167 Mass. 575 | Mass. | 1897
On the principal question argued, we do not see that the case before us differs in any essential particular from Watson v. Watson, 150 Mass. 84. In that case it was held that, under the Pub. Sts. c. 124, § 3, a widow was not entitled to an estate in fee not exceeding five thousand dollars in lands in which the only interest of her husband was a vested remainder. The only difference between that case and this is that here the interest of the husband was a reversion, inasmuch as he took by descent, subject to the right of curtesy of his father.
■ The estate taken by reversion in the case at bar, as well as that taken by the remainderman in Watson v. Watson, was undoubtedly a vested and an alienable estate. Russell v. Hoar, 3 Met. 187. Miller v. Miller, 10 Met. 393, 399. Brooks v. Everett, 13 Allen, 457. Allen v. Libbey, 140 Mass. 82. But if such an estate does not entitle the widow of a remainder-man to have land set off to her, under the provisions of the Pub. Sts. c. 124, the widow of a reversioner is not entitled to any greater right.

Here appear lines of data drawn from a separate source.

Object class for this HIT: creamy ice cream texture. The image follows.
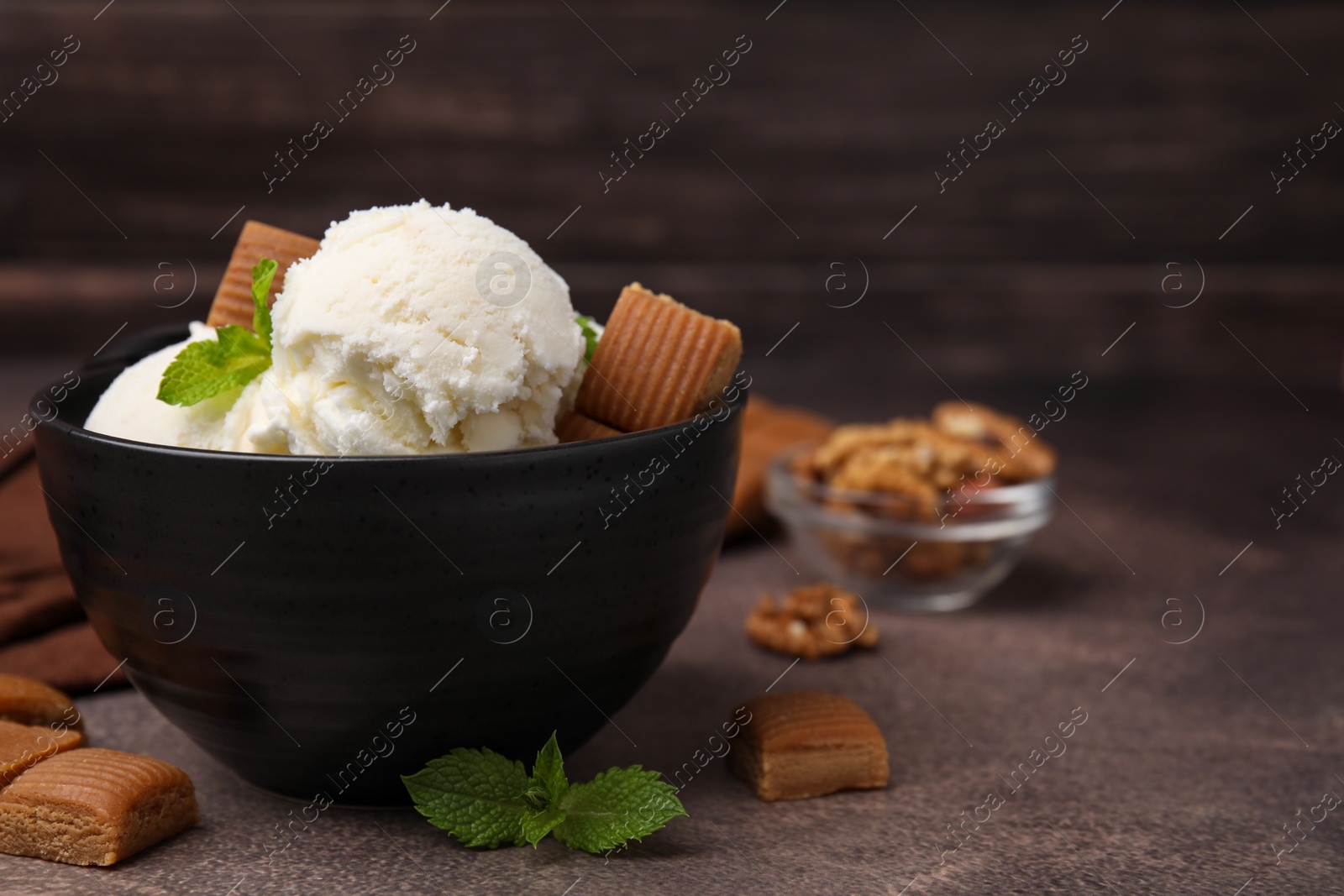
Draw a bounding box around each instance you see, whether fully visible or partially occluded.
[86,200,583,455]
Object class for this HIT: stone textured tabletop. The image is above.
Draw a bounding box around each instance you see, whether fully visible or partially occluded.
[0,375,1344,896]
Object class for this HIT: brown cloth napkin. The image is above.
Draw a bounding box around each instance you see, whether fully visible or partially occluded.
[0,448,126,693]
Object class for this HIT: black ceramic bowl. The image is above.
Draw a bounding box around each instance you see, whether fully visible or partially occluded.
[32,332,744,804]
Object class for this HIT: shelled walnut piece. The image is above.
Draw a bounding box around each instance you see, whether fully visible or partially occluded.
[746,582,878,663]
[728,692,890,802]
[0,674,83,731]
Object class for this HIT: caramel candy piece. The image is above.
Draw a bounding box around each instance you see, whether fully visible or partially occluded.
[723,395,833,540]
[206,220,318,329]
[555,411,622,442]
[0,721,83,787]
[575,284,742,432]
[0,674,83,731]
[728,692,889,802]
[0,747,200,865]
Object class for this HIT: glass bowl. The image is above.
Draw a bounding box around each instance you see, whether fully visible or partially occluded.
[766,445,1055,612]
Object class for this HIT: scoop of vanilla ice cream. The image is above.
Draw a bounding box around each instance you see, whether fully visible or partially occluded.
[249,200,583,455]
[85,324,267,451]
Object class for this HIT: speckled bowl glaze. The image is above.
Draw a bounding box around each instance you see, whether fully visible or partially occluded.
[34,331,746,806]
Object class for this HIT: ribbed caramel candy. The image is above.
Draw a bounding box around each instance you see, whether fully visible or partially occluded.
[0,674,83,731]
[575,284,742,432]
[728,692,889,802]
[206,220,318,329]
[0,721,83,787]
[0,748,200,865]
[555,411,621,442]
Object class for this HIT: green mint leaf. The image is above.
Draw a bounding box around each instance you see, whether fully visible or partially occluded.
[402,748,529,849]
[528,731,570,804]
[522,804,564,847]
[159,258,280,406]
[574,314,598,364]
[253,258,280,348]
[551,766,687,853]
[157,325,270,406]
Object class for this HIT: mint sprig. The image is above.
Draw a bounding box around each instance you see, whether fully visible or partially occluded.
[159,258,278,406]
[574,314,598,364]
[402,732,687,853]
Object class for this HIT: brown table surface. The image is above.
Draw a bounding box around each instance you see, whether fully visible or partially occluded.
[0,359,1344,896]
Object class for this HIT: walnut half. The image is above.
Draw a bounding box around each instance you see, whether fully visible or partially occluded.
[746,582,878,663]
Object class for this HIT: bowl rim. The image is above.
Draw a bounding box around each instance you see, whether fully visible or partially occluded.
[29,333,753,464]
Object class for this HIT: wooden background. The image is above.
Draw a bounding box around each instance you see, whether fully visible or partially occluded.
[0,0,1344,401]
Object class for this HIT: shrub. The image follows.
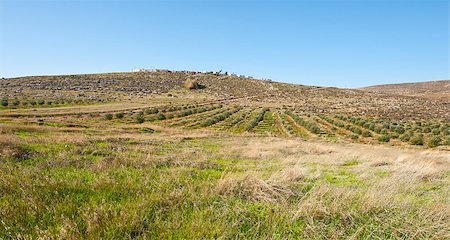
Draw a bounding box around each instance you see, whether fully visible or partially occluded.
[427,136,441,147]
[409,134,423,145]
[378,135,391,142]
[431,128,440,135]
[145,108,159,114]
[441,136,450,145]
[156,113,166,120]
[135,114,145,123]
[362,131,372,137]
[104,113,112,120]
[2,97,9,107]
[13,98,20,106]
[400,132,412,142]
[422,127,431,133]
[184,79,198,89]
[244,108,269,131]
[115,113,124,119]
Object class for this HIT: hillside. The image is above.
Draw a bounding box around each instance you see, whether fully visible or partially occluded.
[0,70,450,120]
[362,80,450,101]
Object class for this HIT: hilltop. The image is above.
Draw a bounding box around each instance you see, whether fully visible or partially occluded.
[361,80,450,101]
[0,70,450,120]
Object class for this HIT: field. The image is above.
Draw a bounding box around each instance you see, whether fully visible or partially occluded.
[0,73,450,239]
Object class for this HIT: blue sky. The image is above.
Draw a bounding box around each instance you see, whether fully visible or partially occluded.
[0,0,450,88]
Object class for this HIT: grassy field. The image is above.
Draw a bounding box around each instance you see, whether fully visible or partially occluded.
[0,99,450,239]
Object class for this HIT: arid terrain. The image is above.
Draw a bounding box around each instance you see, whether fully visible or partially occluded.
[362,80,450,101]
[0,70,450,239]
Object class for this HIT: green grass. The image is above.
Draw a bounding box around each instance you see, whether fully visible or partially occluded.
[0,110,450,239]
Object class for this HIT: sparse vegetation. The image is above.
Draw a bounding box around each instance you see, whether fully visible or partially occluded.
[105,113,113,120]
[0,71,450,239]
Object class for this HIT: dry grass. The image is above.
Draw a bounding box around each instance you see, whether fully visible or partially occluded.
[0,117,450,239]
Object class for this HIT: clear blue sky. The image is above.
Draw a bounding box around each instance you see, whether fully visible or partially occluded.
[0,0,450,88]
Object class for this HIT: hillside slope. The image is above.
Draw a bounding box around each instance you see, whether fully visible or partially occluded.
[362,80,450,100]
[0,70,450,120]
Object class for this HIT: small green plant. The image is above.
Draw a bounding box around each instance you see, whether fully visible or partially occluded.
[427,136,441,147]
[115,112,124,119]
[104,113,113,120]
[2,97,9,107]
[362,131,372,137]
[378,135,391,142]
[135,114,145,123]
[409,133,423,145]
[156,113,166,120]
[13,98,20,107]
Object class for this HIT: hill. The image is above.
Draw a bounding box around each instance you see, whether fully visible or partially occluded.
[0,70,450,120]
[362,80,450,100]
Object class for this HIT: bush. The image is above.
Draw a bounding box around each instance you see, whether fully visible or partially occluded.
[13,98,20,106]
[156,113,166,120]
[409,134,423,145]
[244,108,269,131]
[104,113,112,120]
[441,136,450,145]
[362,131,372,137]
[427,136,441,147]
[184,80,199,89]
[115,113,124,119]
[400,132,412,142]
[2,97,9,107]
[378,135,391,142]
[135,114,145,123]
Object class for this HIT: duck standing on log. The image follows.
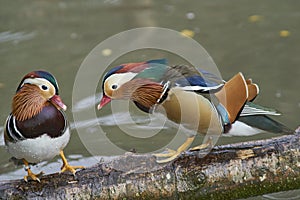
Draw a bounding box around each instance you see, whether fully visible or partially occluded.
[98,59,289,163]
[4,71,83,182]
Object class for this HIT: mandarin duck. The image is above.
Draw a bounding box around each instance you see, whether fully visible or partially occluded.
[4,71,83,182]
[98,59,292,163]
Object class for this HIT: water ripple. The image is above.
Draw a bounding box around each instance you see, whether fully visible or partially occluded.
[0,31,36,43]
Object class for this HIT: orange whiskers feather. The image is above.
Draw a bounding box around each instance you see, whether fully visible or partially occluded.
[12,84,47,121]
[113,79,163,109]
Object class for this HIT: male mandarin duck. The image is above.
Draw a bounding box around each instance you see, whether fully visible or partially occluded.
[98,59,292,163]
[4,71,83,182]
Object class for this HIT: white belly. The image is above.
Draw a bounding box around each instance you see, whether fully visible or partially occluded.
[7,128,70,163]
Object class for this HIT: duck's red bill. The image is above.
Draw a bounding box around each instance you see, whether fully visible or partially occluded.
[97,95,111,110]
[50,95,67,111]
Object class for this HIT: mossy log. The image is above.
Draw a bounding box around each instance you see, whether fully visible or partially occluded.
[0,127,300,199]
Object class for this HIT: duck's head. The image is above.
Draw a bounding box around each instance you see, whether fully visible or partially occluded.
[12,71,67,121]
[98,59,166,111]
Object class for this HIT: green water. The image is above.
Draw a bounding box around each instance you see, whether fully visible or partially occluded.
[0,0,300,198]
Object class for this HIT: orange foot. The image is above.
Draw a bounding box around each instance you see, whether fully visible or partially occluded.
[59,150,84,176]
[23,159,44,182]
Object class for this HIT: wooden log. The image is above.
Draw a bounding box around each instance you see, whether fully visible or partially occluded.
[0,127,300,199]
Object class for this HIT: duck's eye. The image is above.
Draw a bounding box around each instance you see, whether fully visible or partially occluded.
[41,85,48,90]
[111,84,118,90]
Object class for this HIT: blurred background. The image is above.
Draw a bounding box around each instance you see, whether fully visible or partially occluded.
[0,0,300,199]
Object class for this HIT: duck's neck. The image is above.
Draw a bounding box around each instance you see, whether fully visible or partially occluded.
[12,84,47,121]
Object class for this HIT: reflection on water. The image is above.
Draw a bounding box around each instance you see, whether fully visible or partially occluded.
[0,0,300,199]
[0,31,35,44]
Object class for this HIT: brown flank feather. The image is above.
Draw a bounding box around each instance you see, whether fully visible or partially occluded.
[12,84,47,121]
[113,78,163,109]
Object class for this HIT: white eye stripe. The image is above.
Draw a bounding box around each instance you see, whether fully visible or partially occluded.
[105,72,137,89]
[21,78,55,90]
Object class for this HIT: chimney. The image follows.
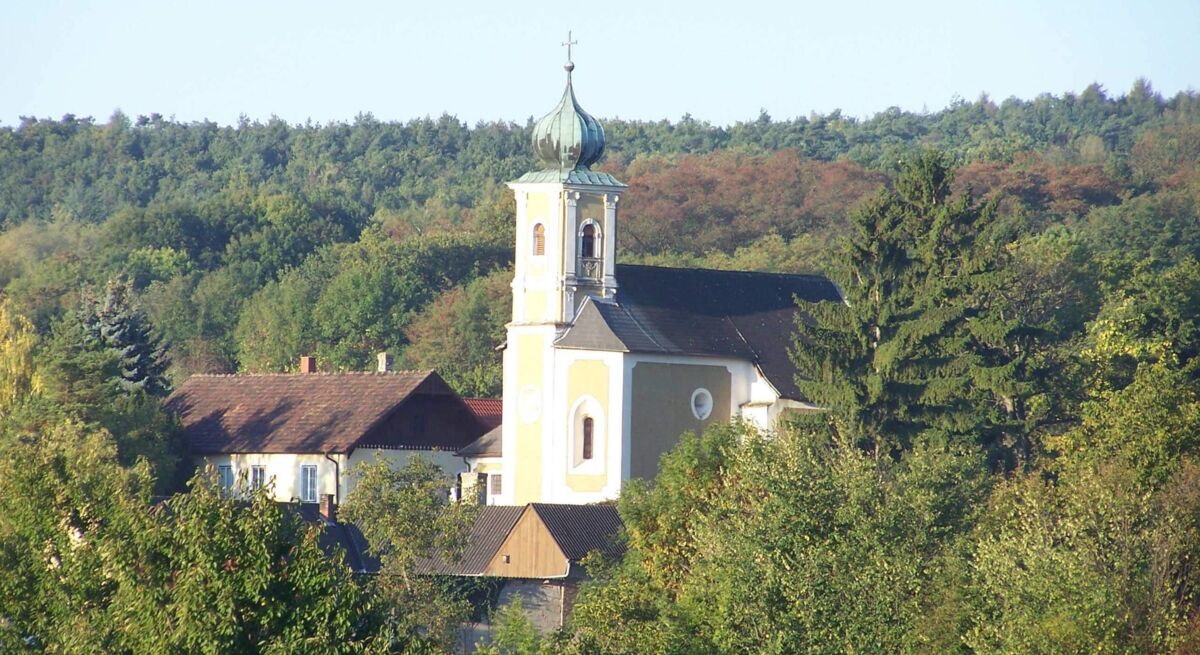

The petitioner further contends that, as Lovell Baker joined in the deed of his wife to release his inchoate right of curtesy, he has no such right remaining, and no outstanding freehold estate. But the conveyance was only a mortgage, and as against every one but the mortgagee created only a charge upon the estate. Bradley v. Fuller, 23 Pick. 1, 9. Ewer v. Hobbs, 5 Met. 1, 5. Norcross v. Norcross, 105 Mass. 265.
Decree reversed ; petition dismissed.